Modem speeds at the moment? I mean, just forget it. It takes hours to download an album. And if you do do it, well, you've got a lot more time in your life than I do.
I know I used to enjoy making compilation tapes, back when I had the time to do them. When home taping first came around with the advent of the cassette, the artist and the record company all got fearfully worried that this would result in a huge amount of pirating of music, that it would spell the end of the music industry - and, of course, it didn't happen, because all of us who made our little tapes all recognized the trade-offs in terms of quality. The hassle factor of copying - even in real-time, 1-to-1 - it's a dreary job. And we tend to go into the record store and buy the CD, anyway.

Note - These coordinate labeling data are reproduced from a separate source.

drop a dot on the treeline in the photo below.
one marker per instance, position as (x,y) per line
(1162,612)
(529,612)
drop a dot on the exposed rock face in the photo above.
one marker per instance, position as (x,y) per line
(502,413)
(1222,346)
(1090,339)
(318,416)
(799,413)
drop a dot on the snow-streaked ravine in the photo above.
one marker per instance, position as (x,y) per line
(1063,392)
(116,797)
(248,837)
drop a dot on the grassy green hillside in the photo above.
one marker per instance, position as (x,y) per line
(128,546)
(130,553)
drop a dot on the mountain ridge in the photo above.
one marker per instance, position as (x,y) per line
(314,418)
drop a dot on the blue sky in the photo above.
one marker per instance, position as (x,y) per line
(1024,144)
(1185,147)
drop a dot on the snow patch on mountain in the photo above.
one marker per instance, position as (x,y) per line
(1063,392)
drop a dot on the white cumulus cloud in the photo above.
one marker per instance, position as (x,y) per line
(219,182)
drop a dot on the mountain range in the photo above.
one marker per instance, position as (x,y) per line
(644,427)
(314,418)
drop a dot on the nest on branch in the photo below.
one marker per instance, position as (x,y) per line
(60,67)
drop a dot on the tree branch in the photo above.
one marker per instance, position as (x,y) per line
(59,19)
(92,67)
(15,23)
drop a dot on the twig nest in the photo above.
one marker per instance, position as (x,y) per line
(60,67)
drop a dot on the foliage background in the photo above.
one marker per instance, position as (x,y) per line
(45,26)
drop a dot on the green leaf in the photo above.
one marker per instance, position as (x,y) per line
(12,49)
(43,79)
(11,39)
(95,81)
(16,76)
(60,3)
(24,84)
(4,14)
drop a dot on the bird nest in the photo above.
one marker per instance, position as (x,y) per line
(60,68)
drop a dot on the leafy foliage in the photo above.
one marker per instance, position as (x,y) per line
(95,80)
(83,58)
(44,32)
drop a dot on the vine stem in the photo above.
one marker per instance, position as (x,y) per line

Downloading has got to be really quick - a matter of seconds - to make it worth it to go to that extreme. What's going to make it worthwhile, in my humble opinion, is that the cheap and cheerful end of the glitzy pop charts will be highly compressed audio that will be downloadable onto a static format like a memory chip, smart-media card, or whatever. It'll need 100 MB to make it worth the hassle. But the advantages are that you'll have a very small player that's jog-proof so you can take it running, go to the gym, or put it in your car - it's a convenience. But it's not even going to have the quality of CD...
That's my problem with it. If it's not going to have the quality level of CD, why bother? The answer is convenience. It's speed of download time if you're taking it off the Net - legally, we hope - or whether you're just copying it from your friends. People who enjoy music and want to enjoy the quality of the original analog recordings - then you need a minimum of 24 bits - which doesn't sound like a whole lot more than the 16 we're used to with the CD, but it's a logarithmic progression. 24 bits, to all intents and purposes to the human ear, has the smoothness of the dynamic response we associate with analog recording.
I can't quite put my finger on it, but I've never felt comfortable with the quality of sound of CDs. It's always sounded edgy, harsh, and, above all, fatiguing.